O período de isolamento social imposto pela pandemia não só fez com que 1,3 milhão de empresas parassem ou encerrassem suas atividades até a primeira quinzena de junho, como também deve trazer queda de 5,28% no Produto Interno Bruto (PIB). Dados são do IBGE e de Boletim do Banco Central.

Tentando driblar esses efeitos, desde março, empresária ajusta negócio de bijuterias. Karla de Assis que antes tinha duas lojas em shoppings decidiu migrar para uma única loja de rua e investir em máquinas de autoatendimento. Empresária fez Sebraetec e contou com subsídio para reformar identidade visual da loja. De acordo com ela, estudos e pesquisas têm ajudado negócio a se manter.

Com a loja de rua, a empresária conta que conseguiu diminuir custos operacionais em cinco vezes. “Mesmo com a retomada do comércio, os shoppings estão muito restritivos. Decidi sair dos dois shoppings que tinham custo elevado e vir para a loja de rua com o triplo do tamanho”, explicou. As lojas em shopping tinham aproximadamente 38 m² e a loja de rua tem 100m². A empresária afirma ainda que loja tem sido bastante procurada, especialmente por conta da divulgação nas redes sociais da empresa. “Tenho enxergado novas possibilidades neste momento, que vão desde a mudança e ajuste do mix de produtos à maior exposição nas redes sociais”, explicou Karla.

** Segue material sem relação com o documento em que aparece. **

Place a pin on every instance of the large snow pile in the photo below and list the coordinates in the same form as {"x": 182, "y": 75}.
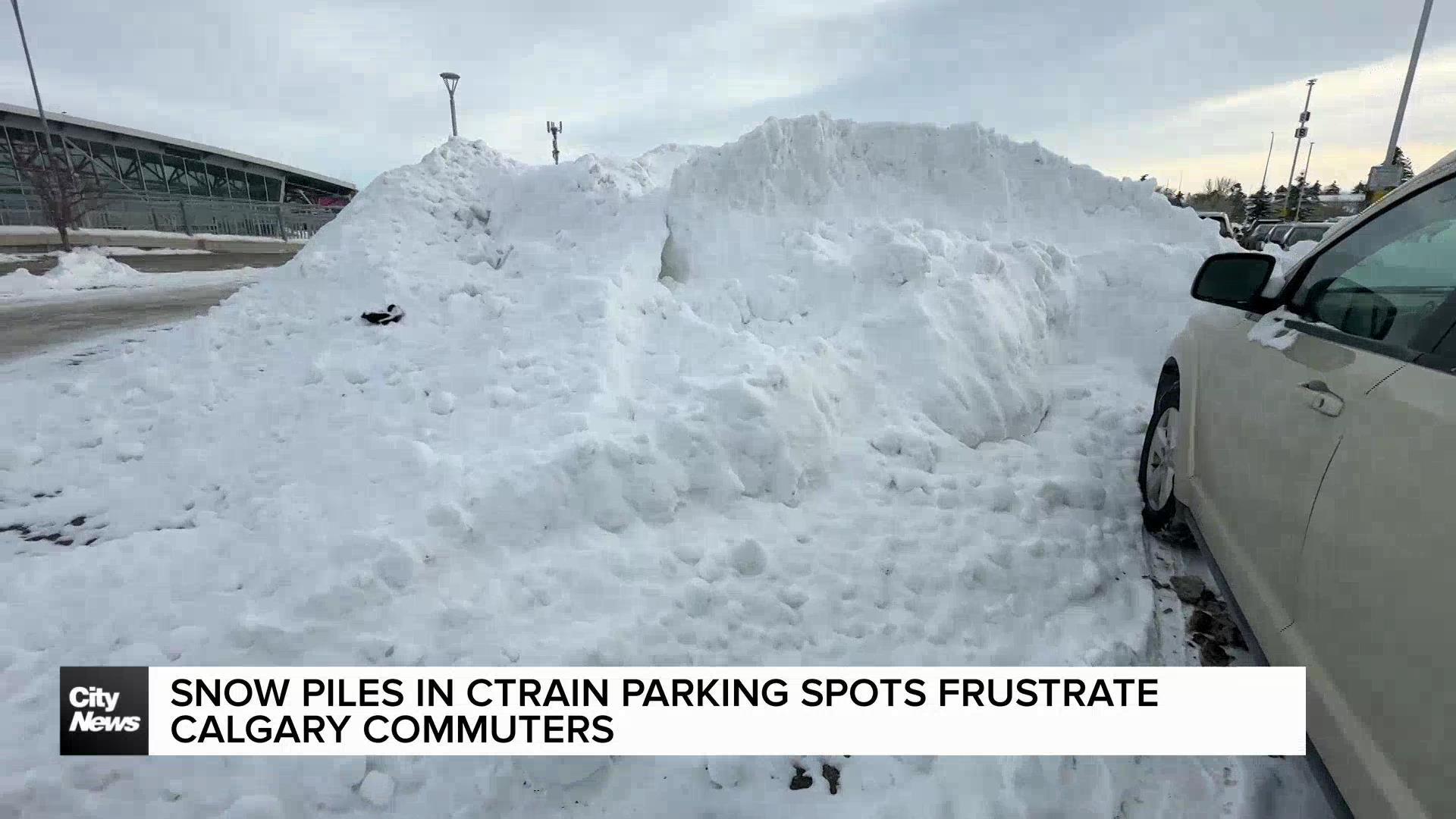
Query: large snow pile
{"x": 76, "y": 270}
{"x": 833, "y": 394}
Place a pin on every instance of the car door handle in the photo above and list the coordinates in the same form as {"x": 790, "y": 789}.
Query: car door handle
{"x": 1323, "y": 400}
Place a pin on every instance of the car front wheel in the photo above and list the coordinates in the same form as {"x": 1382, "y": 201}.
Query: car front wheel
{"x": 1156, "y": 472}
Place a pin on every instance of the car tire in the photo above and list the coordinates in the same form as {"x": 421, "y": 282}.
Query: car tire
{"x": 1155, "y": 468}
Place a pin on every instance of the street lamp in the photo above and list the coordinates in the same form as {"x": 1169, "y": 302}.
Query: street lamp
{"x": 25, "y": 47}
{"x": 1299, "y": 137}
{"x": 452, "y": 80}
{"x": 1388, "y": 177}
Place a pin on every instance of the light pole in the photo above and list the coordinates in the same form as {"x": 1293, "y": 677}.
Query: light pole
{"x": 1410, "y": 79}
{"x": 452, "y": 80}
{"x": 1267, "y": 159}
{"x": 1386, "y": 175}
{"x": 46, "y": 126}
{"x": 1299, "y": 136}
{"x": 1301, "y": 200}
{"x": 554, "y": 129}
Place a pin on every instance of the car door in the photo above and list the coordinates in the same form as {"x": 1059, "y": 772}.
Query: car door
{"x": 1373, "y": 617}
{"x": 1269, "y": 416}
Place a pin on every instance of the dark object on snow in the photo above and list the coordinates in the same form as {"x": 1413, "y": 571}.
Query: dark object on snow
{"x": 389, "y": 315}
{"x": 1190, "y": 589}
{"x": 1213, "y": 654}
{"x": 832, "y": 777}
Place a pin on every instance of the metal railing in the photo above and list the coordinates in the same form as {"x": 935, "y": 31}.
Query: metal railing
{"x": 193, "y": 215}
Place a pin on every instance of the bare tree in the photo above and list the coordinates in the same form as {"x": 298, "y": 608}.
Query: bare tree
{"x": 66, "y": 194}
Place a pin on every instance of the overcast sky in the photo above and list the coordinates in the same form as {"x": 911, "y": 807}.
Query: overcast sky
{"x": 351, "y": 88}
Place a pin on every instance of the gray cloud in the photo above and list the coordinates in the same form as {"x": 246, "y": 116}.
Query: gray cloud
{"x": 351, "y": 89}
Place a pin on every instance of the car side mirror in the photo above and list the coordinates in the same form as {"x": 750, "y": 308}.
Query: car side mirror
{"x": 1234, "y": 280}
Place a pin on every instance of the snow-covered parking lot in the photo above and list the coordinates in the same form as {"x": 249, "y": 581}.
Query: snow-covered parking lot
{"x": 833, "y": 394}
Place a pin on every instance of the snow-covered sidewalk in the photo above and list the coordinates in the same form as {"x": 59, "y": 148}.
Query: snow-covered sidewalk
{"x": 89, "y": 270}
{"x": 833, "y": 394}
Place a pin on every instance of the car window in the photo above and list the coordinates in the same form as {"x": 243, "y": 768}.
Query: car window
{"x": 1383, "y": 279}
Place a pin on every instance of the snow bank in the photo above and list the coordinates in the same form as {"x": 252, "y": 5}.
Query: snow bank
{"x": 77, "y": 270}
{"x": 833, "y": 394}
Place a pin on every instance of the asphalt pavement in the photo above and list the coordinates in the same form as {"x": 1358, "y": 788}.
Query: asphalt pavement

Já a ideia de vender bijuterias por máquinas foi inspirada em uma viagem e o pontapé para colocar em prática foi o período de isolamento social provocado pela pandemia. A primeira foi instalada em shopping de Goiânia no final de março. Agora, a máquina está localizada em shopping de Aparecida de Goiânia. “Inicialmente elas venderam bem. Agora, talvez pela abertura de comércio, observamos queda no faturamento das máquinas”, explicou Karla. A empresária diz que estar ajustando esse canal de vendas.

Karla conta que se encantou pelo comércio on-line e que o negócio se manteria só com as vendas por esse canal se não houvesse o alto investimento em estrutura física feito anteriormente. A consagração das vendas on-line parece ser uma das poucas unanimidades do período que estamos atravessando. O comércio eletrônico pode chegar a R$ 100 bilhões de faturamento em 2020 no Brasil. Esse crescimento de mais 60% está ligado à falta de alternativas de consumo durante o período de quarentena, conveniência, aumento da oferta, dentre outros.

Muito estudo 
Nos primeiros trinta dias depois do decreto estadual de fechamento do comércio, em março, Karla disse que aproveitou para estudar melhor marketing digital. “Fiz especialização neste período e estudava oito horas por dia”, relembra. Antes disso, a empresária conta que já fez o Sebraetec para reformar a identidade visual da loja. Ela usou o subsídio do Sebrae, há aproximadamente quatro anos. “Eu lembro que paguei R$ 2.700 à época o que correspondia a 30% do valor. O Sebrae arcou com 70% restantes. Além disso, Karla conta que já participou de diversas consultorias para trazer melhorias no mix em termos de qualidade e estilo.

Diante dos empecilhos impostos pelo cenário econômico, Karla é categórica e afirma que “é preciso estudar e não ter medo de inovar”, disse. Segundo ela, se não fosse a criatividade e capacidade de inovação não teria conseguido fazer o negócio sobreviver até agora.

Para a empresária, outro fator que motivou a ida para a rua foi a possibilidade de criar espaço para as crianças já que mães representam 80% da clientela. “Vamos colocar um espaço kids e crianças são bem-vindas na loja”, afirmou Karla. A loja conta com estacionamento, maior diversidade no mix de produtos, preços variados e horário de atendimento estendido. A nova loja fica no Celina Park, em Goiânia.